Cementownie domagają się więcej CO2
Jeśli któregoś dnia zabraknie w Polsce cementu albo drastycznie wzrośnie jego cena, to inwestorzy budowlani będą to zawdzięczali... Komisji Europejskiej - twierdzą nasi producenci cementu. Dlaczego?- Boimy się, że o tyle samo resort środowiska może zredukować limit emisji CO2 dla naszej branży - mówi szef Stowarzyszenia Producentów Cementu Andrzej Balcerek. - To wystarczy na wyprodukowanie 11,5 mln ton cementu rocznie. Tyle zużywano go w naszym kraju w latach 2002-04, a przypomnę, że był to okres kryzysu w budownictwie. Obecnie branża gwałtownie się rozwija. Oceniamy, że za trzy-cztery lata potrzeba będzie dwa razy więcej cementu.
Balcerek przyznaje, że aby zaspokoić popyt, cementownie byłyby zmuszone kupić dodatkowy limit emisji CO2 na wolnym rynku od firm, które mają nadwyżkę. Wtedy wzrost cen cementu byłby murowany.
- Według prognoz cena CO2 wyniesie 15-20 euro za tonę. Jedna tona CO2 pozwala na wyprodukowanie mniej więcej 1,5 tony cementu. To znaczy, że średnio o 10-13 euro musielibyśmy podwyższyć cenę tony cementu - mówi Sylwia Leśniewska z Lafarge Cement.
Na rynku tona cementu kosztuje obecnie średnio blisko 220 zł (ok. 60 euro). Z tytułu emisji CO2 jego cena podskoczyłaby więc nawet o blisko jedną czwartą. - Obawiam się, że również ceny zezwoleń na emisję CO2 gwałtownie wzrosną, a wówczas cement podrożałby jeszcze bardziej - ocenia szef Stowarzyszenia Producentów Cementu.
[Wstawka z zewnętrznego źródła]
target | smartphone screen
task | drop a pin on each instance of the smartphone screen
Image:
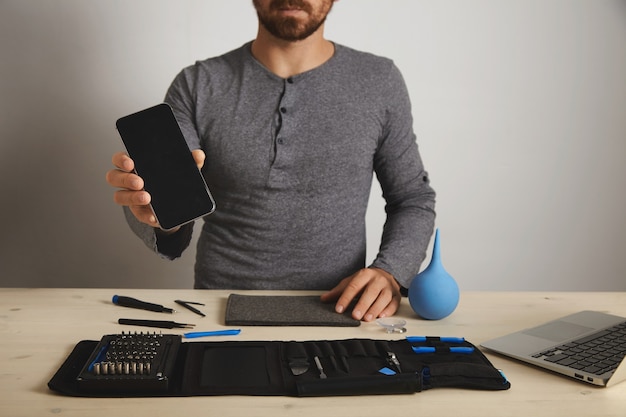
(162, 158)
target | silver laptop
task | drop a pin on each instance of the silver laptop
(588, 346)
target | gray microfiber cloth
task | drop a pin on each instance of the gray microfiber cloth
(284, 310)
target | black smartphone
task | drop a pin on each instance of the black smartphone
(162, 158)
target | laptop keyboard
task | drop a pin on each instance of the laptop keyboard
(596, 354)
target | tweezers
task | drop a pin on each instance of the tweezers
(187, 305)
(161, 324)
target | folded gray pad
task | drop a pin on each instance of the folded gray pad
(282, 310)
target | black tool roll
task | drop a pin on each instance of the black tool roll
(308, 368)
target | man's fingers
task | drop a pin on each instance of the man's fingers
(198, 156)
(121, 179)
(132, 198)
(122, 161)
(145, 215)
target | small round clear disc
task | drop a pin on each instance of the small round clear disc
(392, 324)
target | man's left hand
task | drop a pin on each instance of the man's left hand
(379, 294)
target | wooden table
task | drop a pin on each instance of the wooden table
(39, 327)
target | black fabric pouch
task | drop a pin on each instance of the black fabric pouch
(301, 369)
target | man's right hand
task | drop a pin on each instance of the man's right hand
(130, 190)
(129, 186)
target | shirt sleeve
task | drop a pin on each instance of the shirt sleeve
(409, 198)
Leśniewska nie wyklucza też wzrostu importu cementu zza wschodniej granicy. Ale czy będzie on tańszy? Zdaniem Balcerka nie należy na to liczyć, bo dojdą wysokie koszty transportu. Poza tym importerzy najpewniej dostosują się do cen rynkowych. - Zresztą w tej chwili nie bardzo jest skąd importować cement. Inne kraje UE nie wchodzą w grę. Z kolei na Białorusi i Ukrainie cement jest towarem deficytowym, bo chętnie kupują go Rosjanie. Tam ceny są o 30-40 proc. wyższe niż u nas - opowiada Balcerek.
Cemenciarze wystosowali memorandum, w którym domagają się od rządu, by ten "podjął wszelkie możliwe działania", które doprowadziłyby do zmiany decyzji Komisji Europejskiej. Jednak ta najpewniej się nie ugnie. Barbara Helfferich, rzeczniczka unijnego komisarza ds. środowiska Stavrosa Dimasa, zapewniała nas, że Bruksela, ustalając limit emisji CO2, pod uwagę brała zarówno obecny, faktyczny poziom emisji CO2, jak i prognozowany wzrost gospodarczy Polski.
W tej sytuacji nasz rząd może zaskarżyć decyzję Komisji do Europejskiego Trybunału Sprawiedliwości albo... przydzielić branży cementowej odpowiednio wysoki limit emisji CO2 kosztem innych branż. Balcerek zauważa, że Polska ma obecnie najnowocześniejsze cementownie w całej Europie. W ciągu ostatnich kilkunastu lat zredukowały one emisję CO2 o 25 proc. Według Balcerka możliwe jest jeszcze jej zmniejszenie o najwyżej 5 proc.